AIKO
28/05/2025
El alma difícil que aprendió a ser amado.
Aiko llegó a mi vida exactamente seis meses antes de irse. Medio año. Tan poco… y tanto.
No era un perro fácil. Llegó con heridas que no se veían pero se notaban en su forma de mirar, en sus reacciones, en su forma de estar siempre alerta. Había aprendido que el mundo dolía. Que la gente no siempre acaricia, que no todos los techos son refugio.
Le decíamos Aiko. Pero quienes lo conocimos de verdad, quienes lo vimos con sus rarezas y también con su ternura escondida, lo llamábamos Chucky o Pichurrón. Porque sí, a veces era un diablillo testarudo, impredecible, con carácter fuerte. Pero también era nuestro pequeño. El que sin hablar, te decía más que muchos.
Durante esos seis meses no quise cambiarlo. Solo quería que supiera que estaba a salvo. Que nadie lo iba a forzar a confiar, que podía ir a su ritmo. Y así fue. Muy despacio, con sus tiempos y sus muros, empezó a dejar entrar algo de paz. A sentarse cerca. A mirar diferente. A quedarse, sin huir.

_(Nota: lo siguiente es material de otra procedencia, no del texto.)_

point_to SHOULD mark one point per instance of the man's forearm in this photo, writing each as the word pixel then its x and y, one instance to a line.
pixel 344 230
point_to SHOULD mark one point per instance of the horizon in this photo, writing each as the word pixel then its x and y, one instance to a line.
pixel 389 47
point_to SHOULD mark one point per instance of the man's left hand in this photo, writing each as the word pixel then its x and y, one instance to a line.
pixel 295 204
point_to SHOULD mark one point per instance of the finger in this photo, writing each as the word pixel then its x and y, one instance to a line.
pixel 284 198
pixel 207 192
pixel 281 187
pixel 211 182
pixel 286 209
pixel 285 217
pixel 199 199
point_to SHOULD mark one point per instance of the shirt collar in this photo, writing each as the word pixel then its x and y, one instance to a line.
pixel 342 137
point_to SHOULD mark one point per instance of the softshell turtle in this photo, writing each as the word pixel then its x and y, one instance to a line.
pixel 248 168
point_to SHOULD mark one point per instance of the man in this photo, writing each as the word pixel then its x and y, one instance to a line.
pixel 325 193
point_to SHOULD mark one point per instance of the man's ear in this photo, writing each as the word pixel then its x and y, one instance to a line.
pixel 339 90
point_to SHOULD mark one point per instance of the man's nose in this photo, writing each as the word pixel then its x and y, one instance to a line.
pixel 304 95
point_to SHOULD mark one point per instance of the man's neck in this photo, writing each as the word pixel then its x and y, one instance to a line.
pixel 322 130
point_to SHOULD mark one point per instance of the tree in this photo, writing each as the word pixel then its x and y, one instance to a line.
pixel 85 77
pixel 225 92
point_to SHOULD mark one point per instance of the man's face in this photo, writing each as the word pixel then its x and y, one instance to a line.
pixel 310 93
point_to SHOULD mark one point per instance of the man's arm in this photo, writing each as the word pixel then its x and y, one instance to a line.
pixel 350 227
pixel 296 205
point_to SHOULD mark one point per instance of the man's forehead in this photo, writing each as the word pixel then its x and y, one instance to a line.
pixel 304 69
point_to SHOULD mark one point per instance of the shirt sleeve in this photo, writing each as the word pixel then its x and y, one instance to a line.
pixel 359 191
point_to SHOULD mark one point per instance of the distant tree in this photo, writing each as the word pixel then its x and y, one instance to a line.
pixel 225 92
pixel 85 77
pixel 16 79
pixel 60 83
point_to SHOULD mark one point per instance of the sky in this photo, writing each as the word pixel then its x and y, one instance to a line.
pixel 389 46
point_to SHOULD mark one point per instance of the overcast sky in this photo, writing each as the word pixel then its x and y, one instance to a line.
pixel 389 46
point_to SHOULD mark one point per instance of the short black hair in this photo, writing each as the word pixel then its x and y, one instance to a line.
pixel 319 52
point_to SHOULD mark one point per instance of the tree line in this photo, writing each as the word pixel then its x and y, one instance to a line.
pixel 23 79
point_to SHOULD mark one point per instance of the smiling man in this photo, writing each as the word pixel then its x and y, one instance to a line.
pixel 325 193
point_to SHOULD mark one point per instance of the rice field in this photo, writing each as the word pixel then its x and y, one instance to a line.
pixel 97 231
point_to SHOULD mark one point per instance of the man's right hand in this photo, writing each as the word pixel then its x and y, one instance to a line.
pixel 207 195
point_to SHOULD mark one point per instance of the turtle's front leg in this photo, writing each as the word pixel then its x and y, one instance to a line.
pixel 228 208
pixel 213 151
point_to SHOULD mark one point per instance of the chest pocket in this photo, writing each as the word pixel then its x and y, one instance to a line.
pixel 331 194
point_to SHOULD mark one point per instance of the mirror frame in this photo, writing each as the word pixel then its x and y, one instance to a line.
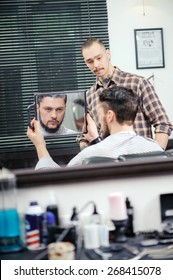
pixel 32 111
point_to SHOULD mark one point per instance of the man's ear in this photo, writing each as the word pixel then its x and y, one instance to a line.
pixel 110 116
pixel 108 54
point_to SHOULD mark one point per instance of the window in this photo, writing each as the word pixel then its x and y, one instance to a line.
pixel 40 50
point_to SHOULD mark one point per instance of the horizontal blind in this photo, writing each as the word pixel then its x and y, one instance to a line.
pixel 40 50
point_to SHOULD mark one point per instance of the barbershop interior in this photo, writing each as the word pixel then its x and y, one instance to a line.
pixel 106 207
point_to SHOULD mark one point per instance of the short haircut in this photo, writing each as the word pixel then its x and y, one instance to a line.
pixel 40 97
pixel 122 101
pixel 90 41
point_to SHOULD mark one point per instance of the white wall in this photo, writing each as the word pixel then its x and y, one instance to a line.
pixel 143 192
pixel 126 15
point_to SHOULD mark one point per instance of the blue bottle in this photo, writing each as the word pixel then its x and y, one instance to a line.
pixel 34 218
pixel 10 239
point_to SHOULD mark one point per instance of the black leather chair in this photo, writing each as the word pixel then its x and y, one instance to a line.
pixel 129 157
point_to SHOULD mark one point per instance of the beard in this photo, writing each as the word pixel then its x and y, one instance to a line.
pixel 105 131
pixel 48 129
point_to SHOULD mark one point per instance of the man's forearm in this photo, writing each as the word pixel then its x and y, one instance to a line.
pixel 41 151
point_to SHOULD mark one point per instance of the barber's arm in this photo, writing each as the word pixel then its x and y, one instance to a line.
pixel 37 138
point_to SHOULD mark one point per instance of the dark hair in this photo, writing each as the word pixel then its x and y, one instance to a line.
pixel 53 95
pixel 122 101
pixel 88 43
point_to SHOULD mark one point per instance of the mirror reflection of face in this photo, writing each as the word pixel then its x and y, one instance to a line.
pixel 102 120
pixel 51 112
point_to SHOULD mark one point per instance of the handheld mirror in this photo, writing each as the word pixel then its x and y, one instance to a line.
pixel 60 113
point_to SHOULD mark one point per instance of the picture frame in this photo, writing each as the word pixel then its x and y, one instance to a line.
pixel 149 48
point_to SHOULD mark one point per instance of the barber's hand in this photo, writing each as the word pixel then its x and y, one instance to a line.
pixel 92 133
pixel 34 134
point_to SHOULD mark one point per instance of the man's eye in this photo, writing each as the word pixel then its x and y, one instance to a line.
pixel 59 110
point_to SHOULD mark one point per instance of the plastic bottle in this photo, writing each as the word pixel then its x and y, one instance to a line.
pixel 51 227
pixel 34 226
pixel 129 228
pixel 52 207
pixel 10 240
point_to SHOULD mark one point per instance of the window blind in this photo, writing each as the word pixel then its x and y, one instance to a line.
pixel 40 50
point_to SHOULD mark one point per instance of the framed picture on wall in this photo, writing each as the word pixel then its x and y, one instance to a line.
pixel 149 48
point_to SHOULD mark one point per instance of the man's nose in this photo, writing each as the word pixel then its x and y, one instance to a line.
pixel 53 114
pixel 96 63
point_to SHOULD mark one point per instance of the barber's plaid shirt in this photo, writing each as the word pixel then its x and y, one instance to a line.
pixel 150 112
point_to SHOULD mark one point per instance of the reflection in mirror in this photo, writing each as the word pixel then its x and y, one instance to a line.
pixel 60 113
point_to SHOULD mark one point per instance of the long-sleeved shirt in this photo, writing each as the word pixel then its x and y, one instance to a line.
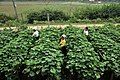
pixel 62 43
pixel 85 32
pixel 36 34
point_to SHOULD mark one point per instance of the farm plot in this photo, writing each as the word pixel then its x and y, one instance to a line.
pixel 88 57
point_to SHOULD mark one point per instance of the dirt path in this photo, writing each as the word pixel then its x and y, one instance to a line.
pixel 58 26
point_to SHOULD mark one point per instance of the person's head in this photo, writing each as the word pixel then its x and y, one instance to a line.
pixel 63 36
pixel 34 30
pixel 86 28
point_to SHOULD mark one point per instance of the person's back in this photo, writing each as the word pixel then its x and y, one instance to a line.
pixel 63 45
pixel 86 31
pixel 35 35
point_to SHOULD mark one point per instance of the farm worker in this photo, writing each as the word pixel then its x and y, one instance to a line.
pixel 36 34
pixel 63 44
pixel 86 31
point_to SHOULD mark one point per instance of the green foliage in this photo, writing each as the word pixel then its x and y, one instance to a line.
pixel 4 18
pixel 81 55
pixel 42 16
pixel 104 12
pixel 88 56
pixel 107 49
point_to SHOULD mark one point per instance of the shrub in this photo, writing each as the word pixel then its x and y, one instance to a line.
pixel 103 12
pixel 42 16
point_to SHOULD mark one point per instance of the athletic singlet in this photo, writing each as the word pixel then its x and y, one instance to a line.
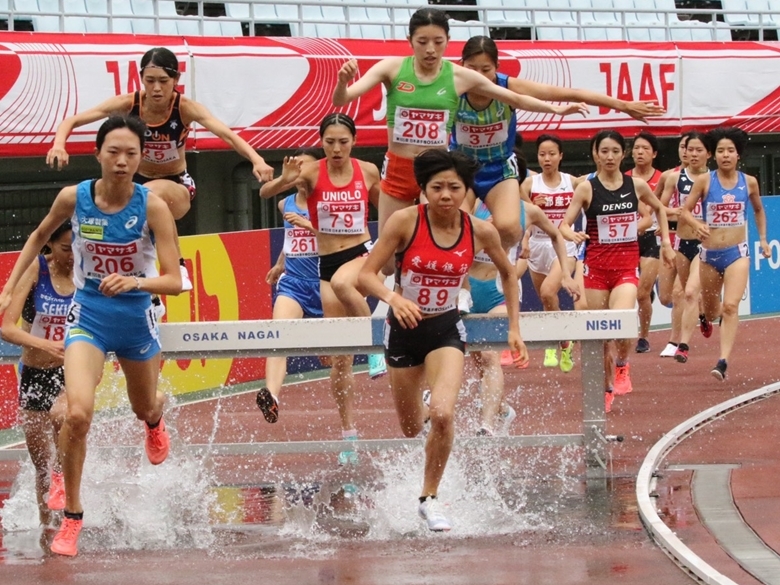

El miércoles 21 de mayo se fue. Y me rompí. Porque aunque su paso fue breve, su huella fue profunda. Aiko —mi Chucky, mi Pichurrón— se ganó un lugar eterno. Lo amé como era. Sin condiciones. Con respeto, con ternura, con todo lo que tenía para darle.
Y eso es lo único que quise que supiera: que su vida importó. Que no fue invisible. Que fue amado, profundamente.
Descansa, mi Pulgita. Gracias por dejarte querer, aunque fuera solo un poco. Gracias por dejarme estar en tu camino. Siempre vas a estar en el mío.